By Kevin Buckland
TOKYO (Reuters) – U.S. Treasury yields edged down in Tokyo on Wednesday after ratings agency Fitch lowered the country’s top credit rating.
The 10-year Treasury note declined about 3.2 basis points (bps) to 4.015% as of 0017 GMT, retracing part of its 9 bps rise from Tuesday.
Fitch overnight downgraded the U.S. government’s rating to AA+ from AAA, citing an expected fiscal deterioration over the next three years as well as a high and growing general government debt burden. It had placed the rating on watch for a possible cut in May.
“This will likely spark risk aversion flows as Asian markets re-open,” Tony Sycamore, a markets analyst at IG, wrote in a note to clients.
“Risk aversion means lower equities and safe haven buying of currencies such as the Japanese yen and Swiss franc against riskier currencies such as the AUD and NZD as well as buying Treasuries.”

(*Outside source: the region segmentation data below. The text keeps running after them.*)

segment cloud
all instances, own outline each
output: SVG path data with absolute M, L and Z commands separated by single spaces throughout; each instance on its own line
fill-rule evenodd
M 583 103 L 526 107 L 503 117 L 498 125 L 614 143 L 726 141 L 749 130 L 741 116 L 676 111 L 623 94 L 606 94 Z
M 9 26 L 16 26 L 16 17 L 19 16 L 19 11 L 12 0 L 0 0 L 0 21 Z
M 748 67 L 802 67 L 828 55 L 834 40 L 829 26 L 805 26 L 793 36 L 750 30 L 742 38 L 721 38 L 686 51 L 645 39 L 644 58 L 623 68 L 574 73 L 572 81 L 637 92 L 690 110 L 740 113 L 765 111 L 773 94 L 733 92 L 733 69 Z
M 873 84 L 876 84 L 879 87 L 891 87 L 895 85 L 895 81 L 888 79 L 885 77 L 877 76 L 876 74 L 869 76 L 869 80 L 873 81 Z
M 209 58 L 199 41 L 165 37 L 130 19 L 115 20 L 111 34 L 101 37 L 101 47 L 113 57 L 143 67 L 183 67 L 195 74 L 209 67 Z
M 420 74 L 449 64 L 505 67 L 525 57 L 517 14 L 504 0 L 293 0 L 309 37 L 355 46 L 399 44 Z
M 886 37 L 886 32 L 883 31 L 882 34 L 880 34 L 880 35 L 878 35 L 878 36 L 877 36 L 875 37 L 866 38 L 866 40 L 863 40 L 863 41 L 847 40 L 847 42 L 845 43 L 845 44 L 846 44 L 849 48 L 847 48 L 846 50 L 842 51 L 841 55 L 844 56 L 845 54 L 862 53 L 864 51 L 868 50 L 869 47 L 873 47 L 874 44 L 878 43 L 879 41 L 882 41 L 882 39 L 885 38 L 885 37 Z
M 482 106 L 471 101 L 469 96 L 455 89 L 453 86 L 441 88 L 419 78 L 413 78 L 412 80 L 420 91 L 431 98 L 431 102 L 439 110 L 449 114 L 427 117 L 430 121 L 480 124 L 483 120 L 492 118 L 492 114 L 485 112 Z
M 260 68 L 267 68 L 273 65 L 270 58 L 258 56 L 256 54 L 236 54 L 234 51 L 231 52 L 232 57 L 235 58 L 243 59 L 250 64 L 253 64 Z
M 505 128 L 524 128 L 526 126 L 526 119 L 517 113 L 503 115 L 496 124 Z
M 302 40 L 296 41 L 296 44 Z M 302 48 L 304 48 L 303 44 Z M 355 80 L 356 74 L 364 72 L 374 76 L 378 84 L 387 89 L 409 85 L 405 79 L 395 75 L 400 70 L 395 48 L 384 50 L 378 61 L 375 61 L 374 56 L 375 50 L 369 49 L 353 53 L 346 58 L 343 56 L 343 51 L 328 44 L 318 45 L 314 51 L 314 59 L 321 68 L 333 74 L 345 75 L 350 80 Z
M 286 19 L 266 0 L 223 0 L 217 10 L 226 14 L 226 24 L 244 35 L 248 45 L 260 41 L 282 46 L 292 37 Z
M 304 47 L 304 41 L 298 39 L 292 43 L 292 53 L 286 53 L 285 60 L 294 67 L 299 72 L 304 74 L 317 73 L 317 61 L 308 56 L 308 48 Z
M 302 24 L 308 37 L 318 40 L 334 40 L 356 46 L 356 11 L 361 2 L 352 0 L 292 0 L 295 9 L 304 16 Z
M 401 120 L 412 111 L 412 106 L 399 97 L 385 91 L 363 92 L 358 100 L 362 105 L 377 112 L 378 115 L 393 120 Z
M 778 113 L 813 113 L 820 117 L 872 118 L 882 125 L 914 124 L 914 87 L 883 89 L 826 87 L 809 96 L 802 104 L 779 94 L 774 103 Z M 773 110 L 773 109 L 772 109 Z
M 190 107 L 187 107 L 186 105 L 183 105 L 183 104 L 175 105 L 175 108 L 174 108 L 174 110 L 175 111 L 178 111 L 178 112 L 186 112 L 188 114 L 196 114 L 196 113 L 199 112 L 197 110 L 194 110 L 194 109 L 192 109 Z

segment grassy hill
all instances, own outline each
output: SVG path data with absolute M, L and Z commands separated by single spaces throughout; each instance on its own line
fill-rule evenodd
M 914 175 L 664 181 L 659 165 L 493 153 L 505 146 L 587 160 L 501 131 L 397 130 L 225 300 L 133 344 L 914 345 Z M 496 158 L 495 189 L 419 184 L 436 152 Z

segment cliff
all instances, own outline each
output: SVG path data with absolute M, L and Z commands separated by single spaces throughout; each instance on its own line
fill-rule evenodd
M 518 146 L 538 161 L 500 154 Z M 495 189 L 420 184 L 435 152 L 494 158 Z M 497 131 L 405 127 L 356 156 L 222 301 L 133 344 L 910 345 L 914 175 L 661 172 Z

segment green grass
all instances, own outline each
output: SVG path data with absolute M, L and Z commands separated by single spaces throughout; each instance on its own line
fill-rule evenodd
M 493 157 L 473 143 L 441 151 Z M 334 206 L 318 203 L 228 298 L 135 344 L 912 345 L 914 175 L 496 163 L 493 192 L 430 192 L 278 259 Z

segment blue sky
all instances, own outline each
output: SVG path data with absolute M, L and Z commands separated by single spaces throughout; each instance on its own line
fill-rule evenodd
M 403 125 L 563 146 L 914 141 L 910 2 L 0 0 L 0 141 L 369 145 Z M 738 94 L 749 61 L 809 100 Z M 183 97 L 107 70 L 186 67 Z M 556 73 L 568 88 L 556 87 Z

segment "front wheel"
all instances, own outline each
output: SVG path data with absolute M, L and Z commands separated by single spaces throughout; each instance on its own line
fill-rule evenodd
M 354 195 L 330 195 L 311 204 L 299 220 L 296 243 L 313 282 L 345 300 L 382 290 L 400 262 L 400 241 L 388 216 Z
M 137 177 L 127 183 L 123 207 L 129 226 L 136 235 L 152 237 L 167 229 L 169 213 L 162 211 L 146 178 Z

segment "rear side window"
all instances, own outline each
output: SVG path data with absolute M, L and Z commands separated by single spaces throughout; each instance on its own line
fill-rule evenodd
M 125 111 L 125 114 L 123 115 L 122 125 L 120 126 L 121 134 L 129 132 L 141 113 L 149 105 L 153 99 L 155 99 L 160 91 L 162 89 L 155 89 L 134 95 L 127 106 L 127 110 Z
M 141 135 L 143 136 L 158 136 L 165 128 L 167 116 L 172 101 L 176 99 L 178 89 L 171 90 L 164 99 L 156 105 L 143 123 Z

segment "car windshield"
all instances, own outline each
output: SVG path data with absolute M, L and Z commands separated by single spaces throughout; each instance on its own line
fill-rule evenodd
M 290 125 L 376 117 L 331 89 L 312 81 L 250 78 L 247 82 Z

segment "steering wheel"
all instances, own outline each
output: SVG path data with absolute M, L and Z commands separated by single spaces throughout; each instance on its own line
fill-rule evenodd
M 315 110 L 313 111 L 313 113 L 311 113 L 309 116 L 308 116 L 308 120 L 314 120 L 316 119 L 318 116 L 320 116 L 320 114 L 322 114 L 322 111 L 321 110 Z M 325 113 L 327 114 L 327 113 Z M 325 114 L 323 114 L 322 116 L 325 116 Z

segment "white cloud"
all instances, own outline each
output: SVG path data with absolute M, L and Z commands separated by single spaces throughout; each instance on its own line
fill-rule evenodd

Fitch’s announcement comes two months after Democratic President Joe Biden and the Republican-controlled House of Representatives reached a debt ceiling agreement following months of political brinkmanship, lifting the government’s $31.4 trillion debt ceiling.
Treasuries, whose yields fall when prices rise, were ironically also bought when Standard & Poor’s cut the U.S. top ‘AAA’ rating by one notch to ‘AA-plus’ in 2011, in the wake of a previous debt ceiling standoff.